From: Dave Chinner <david@fromorbit.com>
To: Manfred Spraul <manfred@colorfullife.com>
Cc: linux-xfs@vger.kernel.org,
"Spraul Manfred (XC/QMM21-CT)" <Manfred.Spraul@de.bosch.com>
Subject: Re: Metadata CRC error detected at xfs_dir3_block_read_verify+0x9e/0xc0 [xfs], xfs_dir3_block block 0x86f58
Date: Thu, 17 Mar 2022 13:47:05 +1100 [thread overview]
Message-ID: <20220317024705.GY3927073@dread.disaster.area> (raw)
In-Reply-To: <3242ad20-0039-2579-b125-b7a9447a7230@colorfullife.com>
On Wed, Mar 16, 2022 at 09:55:04AM +0100, Manfred Spraul wrote:
> Hi Dave,
>
> On 3/14/22 16:18, Manfred Spraul wrote:
> > Hi Dave,
> >
> > On 3/13/22 23:46, Dave Chinner wrote:
> > > OK, this test is explicitly tearing writes at the storage level.
> > > When there is an update to multiple sectors of the metadata block,
> > > the metadata will be inconsistent on disk while those individual
> > > sector writes are replayed.
> >
> > Thanks for the clarification.
> >
> > I'll modify the test application to never tear write operations and
> > retry.
> >
> > If there are findings, then I'll distribute them.
> >
> I've modified the test app, and with 4000 simulated power failures I have
> not seen any corruptions.
>
>
> Thus:
>
> - With teared write operations: 2 corruptions from ~800 simulated power
> failures
>
> - Without teared write operations: no corruptions from ~4000 simulated power
> failures.
Good to hear.
> But:
>
> I've checked the eMMC specification, and the spec allows that teared write
> happen:
Yes, most storage only guarantees that sector writes are atomic and
so multi-sector writes have no guarantees of being written
atomically. IOWs, all storage technologies that currently exist are
allowed to tear multi-sector writes.
However, FUA writes are guaranteed to be whole on persistent storage
regardless of size when the hardware signals completion. And any
write that the hardware has signalled as complete before a cache
flush is received is also guaranteed to be whole on persistent
storage when the cache flush is signalled as complete by the
hardware. These mechanisms provide protection against torn writes.

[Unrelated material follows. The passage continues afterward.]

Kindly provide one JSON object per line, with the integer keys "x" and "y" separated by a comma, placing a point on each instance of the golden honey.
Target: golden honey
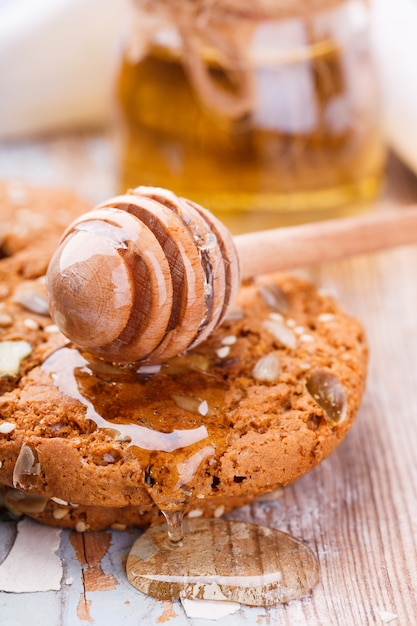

IOWs, it's up to filesystems to guarantee data is on stable storage
before they trust it fully. Filesystems are pretty good at using
REQ_FLUSH, REQ_FUA and write completion ordering to ensure that
anything they need whole and complete on stable storage is actually
whole and complete.
In the cases where torn writes occur because that haven't been
covered by a FUA or cache flush guarantee (such as your test),
filesystems need mechanisms in their metadata to detect such events.
CRCs are the prime mechanism for this - that's what XFS uses, and it
was XFS reporting a CRC failure when reading torn metadata that
started this whole thread.
> Is my understanding correct that XFS support neither eMMC nor NVM devices?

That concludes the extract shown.